Ortega thought originally that he would record on his own, just voice and piano. In thinking about working at this level of intimacy, unprecedented by any album in his catalog, he decided to ask Gary Paczosa to come onboard as his co-producer. A nine-time Grammy winner, Paczosa is known for working with artists of uncommon creativity, from Alison Krauss with Union Station and John Prine to Mark O'Connor and Yo-Yo Ma.
I told Gary, 'This is going to be the easiest record of your life,' Ortega remembers. The idea was that it would be the piano and my singing, with three vocalists. But then one day I got the idea of adding a string quartet, so I called him again and said, 'This is impossible, but wouldn't it be great if we could get something like the Turtle Island String Quartet?'
Ortega laughs as he remembers his friend's response. He said, 'Oh, I know those guys! I'll call them!'
Shortly after that, they flew, with the basic tracks they had cut on piano at Ortega's home and arrangements written by John Schreiner, to San Francisco, where Turtle Island was ready to play. They poured themselves into the music, Ortega says. Whenever we made slight changes in the orchestrations, they rehearsed them until they knew it wasn't just good enough, it was right.
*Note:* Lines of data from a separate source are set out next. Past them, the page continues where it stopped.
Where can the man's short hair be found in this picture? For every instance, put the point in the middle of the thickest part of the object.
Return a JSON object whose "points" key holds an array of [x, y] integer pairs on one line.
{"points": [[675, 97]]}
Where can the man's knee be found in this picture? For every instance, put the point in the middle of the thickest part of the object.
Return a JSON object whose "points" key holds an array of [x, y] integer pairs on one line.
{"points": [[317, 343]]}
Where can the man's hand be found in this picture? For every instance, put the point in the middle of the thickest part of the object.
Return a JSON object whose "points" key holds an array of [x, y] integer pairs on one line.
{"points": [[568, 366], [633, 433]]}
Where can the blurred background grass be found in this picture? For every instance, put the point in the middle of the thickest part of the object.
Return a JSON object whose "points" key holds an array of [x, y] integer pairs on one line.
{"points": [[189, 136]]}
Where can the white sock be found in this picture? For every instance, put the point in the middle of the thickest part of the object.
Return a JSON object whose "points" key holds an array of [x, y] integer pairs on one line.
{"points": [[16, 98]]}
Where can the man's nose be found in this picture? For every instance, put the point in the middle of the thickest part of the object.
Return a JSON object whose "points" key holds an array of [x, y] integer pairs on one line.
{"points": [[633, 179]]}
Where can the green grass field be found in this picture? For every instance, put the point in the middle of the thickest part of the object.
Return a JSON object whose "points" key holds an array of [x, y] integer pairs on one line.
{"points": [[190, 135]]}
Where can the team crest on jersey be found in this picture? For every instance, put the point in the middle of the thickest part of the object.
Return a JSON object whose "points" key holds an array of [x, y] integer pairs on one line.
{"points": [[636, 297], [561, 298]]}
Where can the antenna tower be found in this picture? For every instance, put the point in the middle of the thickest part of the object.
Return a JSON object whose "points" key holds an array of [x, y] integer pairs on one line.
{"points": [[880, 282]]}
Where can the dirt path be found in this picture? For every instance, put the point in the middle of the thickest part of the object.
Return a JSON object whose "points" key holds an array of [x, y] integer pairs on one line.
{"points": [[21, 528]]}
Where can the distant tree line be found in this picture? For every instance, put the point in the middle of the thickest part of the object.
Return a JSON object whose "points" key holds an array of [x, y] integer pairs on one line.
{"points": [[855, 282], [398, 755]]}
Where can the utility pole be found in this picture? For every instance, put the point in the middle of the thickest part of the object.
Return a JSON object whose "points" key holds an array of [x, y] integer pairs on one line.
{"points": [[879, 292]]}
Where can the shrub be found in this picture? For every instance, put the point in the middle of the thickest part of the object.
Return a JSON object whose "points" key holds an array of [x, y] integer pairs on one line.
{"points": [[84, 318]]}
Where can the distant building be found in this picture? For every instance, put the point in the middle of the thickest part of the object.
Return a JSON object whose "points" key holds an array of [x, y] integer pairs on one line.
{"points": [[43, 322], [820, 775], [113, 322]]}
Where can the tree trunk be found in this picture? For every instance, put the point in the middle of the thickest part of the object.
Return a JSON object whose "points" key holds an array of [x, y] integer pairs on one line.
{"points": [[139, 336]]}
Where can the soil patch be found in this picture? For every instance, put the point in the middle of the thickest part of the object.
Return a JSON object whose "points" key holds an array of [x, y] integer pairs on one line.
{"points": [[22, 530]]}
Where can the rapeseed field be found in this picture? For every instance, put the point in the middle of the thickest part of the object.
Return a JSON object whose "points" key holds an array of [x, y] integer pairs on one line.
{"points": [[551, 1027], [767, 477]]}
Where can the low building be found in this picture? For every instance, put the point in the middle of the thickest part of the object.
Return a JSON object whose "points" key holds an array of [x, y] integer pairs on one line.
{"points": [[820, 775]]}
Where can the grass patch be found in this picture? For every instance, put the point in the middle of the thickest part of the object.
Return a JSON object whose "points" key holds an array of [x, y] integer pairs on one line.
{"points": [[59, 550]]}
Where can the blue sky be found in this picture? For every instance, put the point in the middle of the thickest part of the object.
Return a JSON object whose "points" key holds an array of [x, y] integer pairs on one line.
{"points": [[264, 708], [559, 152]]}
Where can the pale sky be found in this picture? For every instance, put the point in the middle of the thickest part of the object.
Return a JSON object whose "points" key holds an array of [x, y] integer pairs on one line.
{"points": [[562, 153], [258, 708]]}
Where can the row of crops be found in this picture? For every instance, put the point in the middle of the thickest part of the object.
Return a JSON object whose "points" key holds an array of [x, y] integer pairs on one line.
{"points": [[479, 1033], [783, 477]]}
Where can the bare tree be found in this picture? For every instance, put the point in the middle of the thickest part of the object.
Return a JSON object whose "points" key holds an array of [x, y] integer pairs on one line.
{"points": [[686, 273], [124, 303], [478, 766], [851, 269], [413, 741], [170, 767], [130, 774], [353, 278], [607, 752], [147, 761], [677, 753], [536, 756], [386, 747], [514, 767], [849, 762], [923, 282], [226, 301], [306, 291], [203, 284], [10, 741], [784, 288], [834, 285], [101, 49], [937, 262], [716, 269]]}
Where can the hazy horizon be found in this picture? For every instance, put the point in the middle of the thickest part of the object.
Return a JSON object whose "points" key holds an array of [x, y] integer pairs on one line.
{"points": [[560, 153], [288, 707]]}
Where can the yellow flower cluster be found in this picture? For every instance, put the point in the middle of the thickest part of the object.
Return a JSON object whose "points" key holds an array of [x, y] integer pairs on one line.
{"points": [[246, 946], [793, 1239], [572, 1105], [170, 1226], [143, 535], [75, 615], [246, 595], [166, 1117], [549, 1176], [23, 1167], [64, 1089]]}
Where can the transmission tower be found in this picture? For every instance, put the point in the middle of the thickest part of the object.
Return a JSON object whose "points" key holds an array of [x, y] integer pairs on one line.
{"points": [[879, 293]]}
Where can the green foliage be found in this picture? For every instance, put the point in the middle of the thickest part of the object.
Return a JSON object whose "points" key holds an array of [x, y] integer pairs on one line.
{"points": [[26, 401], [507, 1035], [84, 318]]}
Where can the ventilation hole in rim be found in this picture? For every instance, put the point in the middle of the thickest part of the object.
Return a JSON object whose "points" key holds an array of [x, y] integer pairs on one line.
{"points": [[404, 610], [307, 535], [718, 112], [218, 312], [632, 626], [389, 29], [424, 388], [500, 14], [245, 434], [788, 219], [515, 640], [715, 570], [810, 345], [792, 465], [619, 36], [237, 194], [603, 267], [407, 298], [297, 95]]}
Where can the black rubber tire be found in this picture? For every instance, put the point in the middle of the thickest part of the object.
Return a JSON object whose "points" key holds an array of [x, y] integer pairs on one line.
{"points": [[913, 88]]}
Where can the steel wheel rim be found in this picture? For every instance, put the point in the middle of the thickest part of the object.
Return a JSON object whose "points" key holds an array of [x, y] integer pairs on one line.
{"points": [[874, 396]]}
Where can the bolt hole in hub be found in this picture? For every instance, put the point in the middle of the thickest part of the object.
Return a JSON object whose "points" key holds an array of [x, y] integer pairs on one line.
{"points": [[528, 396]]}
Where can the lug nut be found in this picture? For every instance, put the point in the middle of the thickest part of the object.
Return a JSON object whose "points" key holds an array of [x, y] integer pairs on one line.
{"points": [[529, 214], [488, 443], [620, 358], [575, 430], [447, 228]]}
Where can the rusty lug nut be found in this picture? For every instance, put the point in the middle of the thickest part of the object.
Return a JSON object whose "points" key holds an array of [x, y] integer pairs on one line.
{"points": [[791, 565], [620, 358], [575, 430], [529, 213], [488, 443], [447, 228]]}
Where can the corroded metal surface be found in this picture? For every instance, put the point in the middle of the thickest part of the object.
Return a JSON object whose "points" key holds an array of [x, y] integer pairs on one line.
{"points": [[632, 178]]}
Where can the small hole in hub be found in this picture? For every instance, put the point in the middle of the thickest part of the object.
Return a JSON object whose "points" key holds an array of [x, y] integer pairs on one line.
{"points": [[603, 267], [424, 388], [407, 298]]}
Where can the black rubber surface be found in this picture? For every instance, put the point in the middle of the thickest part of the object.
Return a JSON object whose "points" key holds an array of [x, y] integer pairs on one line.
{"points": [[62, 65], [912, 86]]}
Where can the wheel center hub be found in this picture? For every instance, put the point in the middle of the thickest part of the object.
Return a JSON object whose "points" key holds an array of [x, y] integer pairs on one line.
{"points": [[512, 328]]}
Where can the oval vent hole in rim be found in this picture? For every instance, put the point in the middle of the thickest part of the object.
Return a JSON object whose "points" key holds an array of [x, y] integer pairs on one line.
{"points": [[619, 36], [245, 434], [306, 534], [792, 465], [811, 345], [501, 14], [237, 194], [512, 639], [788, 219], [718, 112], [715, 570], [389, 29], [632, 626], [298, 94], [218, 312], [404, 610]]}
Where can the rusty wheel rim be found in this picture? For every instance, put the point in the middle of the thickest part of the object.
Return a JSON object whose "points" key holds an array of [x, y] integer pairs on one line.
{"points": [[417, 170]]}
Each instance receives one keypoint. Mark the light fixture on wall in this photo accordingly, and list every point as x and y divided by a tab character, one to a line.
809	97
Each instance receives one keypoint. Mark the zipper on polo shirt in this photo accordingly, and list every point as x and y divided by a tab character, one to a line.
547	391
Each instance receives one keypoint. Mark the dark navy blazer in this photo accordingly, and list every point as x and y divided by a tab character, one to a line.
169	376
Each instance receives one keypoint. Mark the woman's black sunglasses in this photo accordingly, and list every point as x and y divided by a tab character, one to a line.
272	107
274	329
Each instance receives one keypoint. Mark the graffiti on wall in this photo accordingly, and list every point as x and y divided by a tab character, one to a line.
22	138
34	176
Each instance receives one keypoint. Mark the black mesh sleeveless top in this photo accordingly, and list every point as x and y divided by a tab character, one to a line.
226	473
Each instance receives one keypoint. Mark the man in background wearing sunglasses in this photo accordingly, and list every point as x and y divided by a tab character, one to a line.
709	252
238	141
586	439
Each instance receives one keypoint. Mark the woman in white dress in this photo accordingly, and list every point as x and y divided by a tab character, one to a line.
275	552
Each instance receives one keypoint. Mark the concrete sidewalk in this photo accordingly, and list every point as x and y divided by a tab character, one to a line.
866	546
Other instrumental touches were added too, including guitar from Bryan Sutton and Alison Krauss band member Ron Block, viola from Andrea Zonn, and drums by David Owens from Ortega's touring ensemble. Then the vocals were cut in Nashville. Here Ortega was joined by several guests, chosen as much for their spirit as their sound, beginning with Marsha Skidmore of the Maranatha! Singers, whose entrance on Grace and Peace provides one of the album's most delicately uplifting moments.
Marsha's been through the ringer and she has a gorgeous voice, Ortega notes. She sang her parts just like I imagined. Susan Ashton, of course, was amazing: She sings until it's perfect. For the song 'All Flesh Is Like the Grass,' I asked Jonathan and Amanda Noel to sing almost like choir boys, or ghosts. It's so beautiful, what they did; they're so exceptionally gifted.
The record is graced even further by the vocals of Alison Krauss, Dan Tyminski, and Vince Gill. Alison was so gracious and eager to find the right harmony, in spite of not feeling well that day. She sounds like an angel on 'Sing to Jesus.' And it was a career highlight for me to watch Vince and Dan, these two giants - literally and figuratively - come up with parts. They are absolute masters.
All these additions are most remarkable in how they enhanced the hushed beauty of The Shadow of Your Wings. In the end, of course, Ortega is the soul of this performance, though he would demur that credit should be given to God.
For me, this work is tied to the deaths of some amazing people I have known: my two beautiful aunts, Nina and Lucy, and my dear friend Linda Harter. Right as we finished recording, another friend died. His name was Richard Martinez. Years ago he had donated a kidney to my father, who was on dialysis. I've dedicated this record to the blessed memory of these true saints.
My hope is that these songs will resonate with and bring comfort to people who have lost a loved one or who feel there's something lacking in their communion with God.